The Mini Shai-Hulud malware campaign has compromised more than 600 npm packages in a widespread supply chain attack, targeting developer credentials and CI/CD secrets across major software ecosystems [1, 2]. The threat actor, identified by researchers as TeamPCP, has systematically hijacked legitimate release pipelines to inject malicious code into widely used tools, including packages tied to TanStack, Red Hat Cloud Services, SAP, and Mistral AI [1, 2, 3].
The campaign reached a peak in mid-May 2026, when attackers published 84 malicious versions across 42 TanStack packages within a six-minute window [1]. These packages, some of which receive over 12 million weekly downloads, were modified to include a 2.3MB obfuscated payload designed to steal environment variables, GitHub tokens, and cloud credentials [1]. By abusing the pull_request_target pattern and GitHub Actions cache poisoning, the attackers successfully generated malicious packages that carried valid SLSA Build Level 3 provenance attestations, making the compromised releases appear legitimate to automated security checks [1, 2].
TeamPCP’s tactics focus on persistence and lateral movement. Once a developer installs an infected package, the malware executes automatically, polling GitHub every 60 seconds to monitor for token revocations and attempting to exfiltrate sensitive data via typosquatted domains or GitHub API dead drops [1, 3]. The malware has evolved through several iterations, moving from SAP-related packages in April to broader targets like Red Hat’s @redhat-cloud-services namespace, which averages 80,000 weekly downloads [1, 2, 3]. While the malware’s branding has shifted from Dune-themed references to Greek mythology, the underlying tradecraft remains consistent [2].

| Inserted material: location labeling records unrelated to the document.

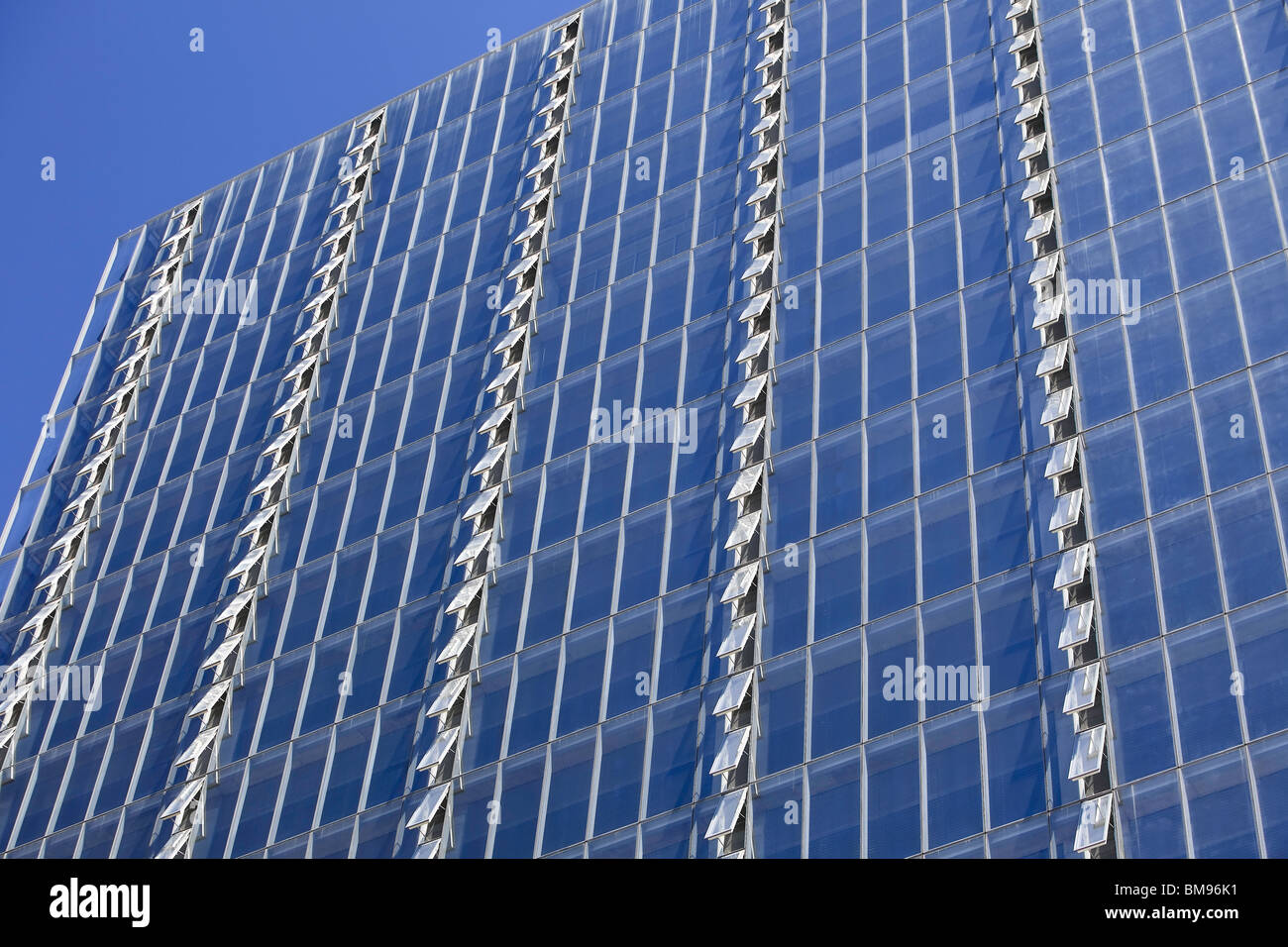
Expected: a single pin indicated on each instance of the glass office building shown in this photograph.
(756, 480)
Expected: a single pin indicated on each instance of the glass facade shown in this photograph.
(907, 500)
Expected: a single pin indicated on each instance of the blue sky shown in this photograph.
(137, 123)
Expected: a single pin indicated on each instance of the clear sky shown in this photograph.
(137, 123)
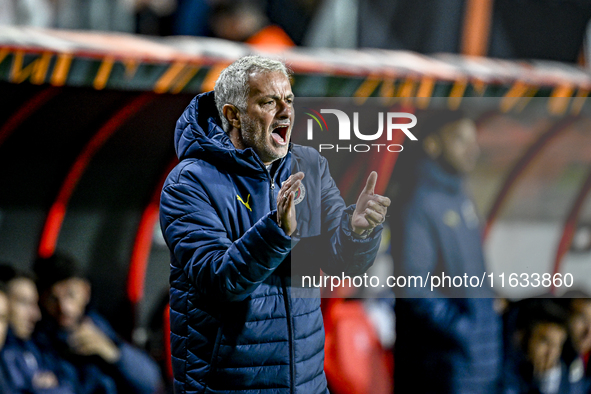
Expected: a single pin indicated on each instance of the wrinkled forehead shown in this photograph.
(268, 83)
(72, 285)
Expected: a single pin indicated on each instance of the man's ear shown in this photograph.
(432, 146)
(232, 114)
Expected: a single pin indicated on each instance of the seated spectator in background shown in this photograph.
(83, 337)
(533, 360)
(245, 21)
(576, 354)
(29, 368)
(4, 383)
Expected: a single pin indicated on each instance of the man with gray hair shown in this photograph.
(228, 215)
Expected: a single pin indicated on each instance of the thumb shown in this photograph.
(370, 185)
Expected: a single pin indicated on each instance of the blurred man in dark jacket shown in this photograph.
(29, 367)
(448, 340)
(228, 214)
(105, 363)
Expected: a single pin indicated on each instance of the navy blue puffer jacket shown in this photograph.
(237, 325)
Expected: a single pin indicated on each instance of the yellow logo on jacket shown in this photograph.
(245, 203)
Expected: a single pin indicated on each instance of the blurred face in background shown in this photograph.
(24, 310)
(66, 301)
(459, 145)
(455, 146)
(545, 346)
(580, 325)
(3, 318)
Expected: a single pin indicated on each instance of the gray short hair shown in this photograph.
(232, 84)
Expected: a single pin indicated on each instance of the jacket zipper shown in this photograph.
(286, 298)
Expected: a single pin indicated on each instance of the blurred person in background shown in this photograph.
(4, 382)
(37, 13)
(30, 368)
(537, 334)
(448, 340)
(86, 339)
(245, 21)
(577, 351)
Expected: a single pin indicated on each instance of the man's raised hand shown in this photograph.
(285, 206)
(371, 208)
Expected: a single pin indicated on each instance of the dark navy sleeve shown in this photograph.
(348, 254)
(215, 265)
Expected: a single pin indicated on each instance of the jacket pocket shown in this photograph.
(214, 358)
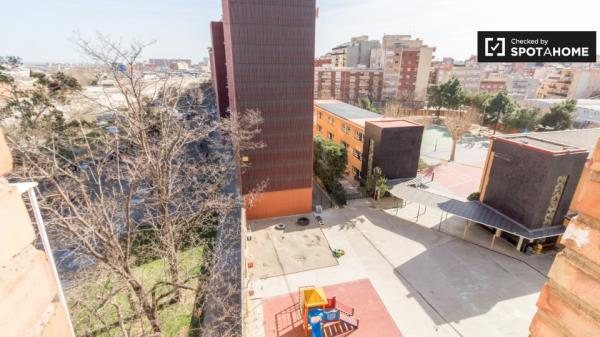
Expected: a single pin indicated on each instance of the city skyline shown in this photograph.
(183, 30)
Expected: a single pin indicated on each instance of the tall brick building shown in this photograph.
(269, 53)
(29, 304)
(569, 305)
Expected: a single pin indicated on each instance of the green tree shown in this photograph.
(449, 95)
(435, 99)
(479, 102)
(454, 96)
(498, 106)
(560, 116)
(329, 163)
(376, 184)
(38, 109)
(366, 104)
(522, 118)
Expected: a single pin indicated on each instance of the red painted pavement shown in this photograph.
(283, 319)
(459, 179)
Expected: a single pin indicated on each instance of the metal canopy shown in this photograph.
(474, 211)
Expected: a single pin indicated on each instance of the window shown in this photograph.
(345, 129)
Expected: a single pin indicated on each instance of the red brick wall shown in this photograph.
(569, 305)
(28, 291)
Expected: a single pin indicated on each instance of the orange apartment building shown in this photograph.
(344, 124)
(395, 143)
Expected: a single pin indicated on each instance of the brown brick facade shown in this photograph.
(28, 291)
(569, 305)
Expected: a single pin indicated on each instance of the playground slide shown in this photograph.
(316, 328)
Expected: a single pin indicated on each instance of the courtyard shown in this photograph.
(429, 282)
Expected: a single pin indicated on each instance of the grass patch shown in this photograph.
(91, 313)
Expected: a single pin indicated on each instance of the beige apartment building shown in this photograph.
(569, 83)
(406, 67)
(469, 77)
(353, 54)
(348, 84)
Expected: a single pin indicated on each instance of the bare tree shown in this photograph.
(458, 126)
(149, 183)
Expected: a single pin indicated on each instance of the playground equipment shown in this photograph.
(317, 310)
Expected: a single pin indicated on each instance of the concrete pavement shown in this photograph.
(432, 283)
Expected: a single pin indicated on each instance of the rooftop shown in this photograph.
(558, 141)
(394, 123)
(345, 110)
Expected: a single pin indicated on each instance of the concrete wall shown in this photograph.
(28, 292)
(569, 305)
(396, 150)
(521, 181)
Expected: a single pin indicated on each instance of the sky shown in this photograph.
(43, 30)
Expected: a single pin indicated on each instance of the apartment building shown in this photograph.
(371, 139)
(269, 55)
(469, 77)
(574, 83)
(348, 84)
(521, 87)
(354, 54)
(492, 85)
(406, 67)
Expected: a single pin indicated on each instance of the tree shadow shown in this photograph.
(451, 279)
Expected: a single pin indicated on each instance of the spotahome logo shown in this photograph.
(536, 46)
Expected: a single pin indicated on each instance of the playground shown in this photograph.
(351, 308)
(398, 276)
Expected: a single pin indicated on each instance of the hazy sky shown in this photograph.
(42, 30)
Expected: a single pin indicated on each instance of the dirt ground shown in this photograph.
(292, 250)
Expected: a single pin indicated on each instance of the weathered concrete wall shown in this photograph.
(28, 292)
(569, 304)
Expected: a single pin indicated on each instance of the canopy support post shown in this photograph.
(497, 234)
(520, 244)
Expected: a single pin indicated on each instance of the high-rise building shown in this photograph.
(569, 83)
(469, 77)
(406, 67)
(269, 55)
(348, 84)
(356, 53)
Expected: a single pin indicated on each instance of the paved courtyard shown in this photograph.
(431, 283)
(291, 250)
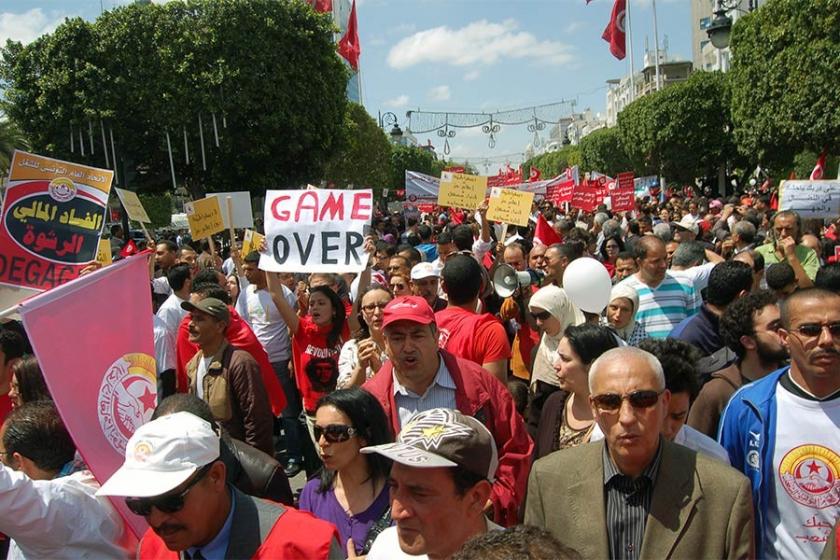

The GitHub Advisory Database has rated the TanStack compromise as critical, warning that any CI/CD environment that installed affected versions on May 11, 2026, should be treated as fully compromised [1]. Security researchers advise organizations to immediately rotate all credentials reachable from the installation process, revoke npm publishing tokens, and conduct a thorough audit of cloud logs for unauthorized activity [1, 2].
The incident highlights a persistent vulnerability in modern development: even packages with verified build metadata can be weaponized if the underlying release pipeline is subverted. With the attackers actively targeting the secrets needed to push further malicious updates, the primary question for developers is whether their existing automated security controls are sufficient to detect a breach that masquerades as a trusted, signed release.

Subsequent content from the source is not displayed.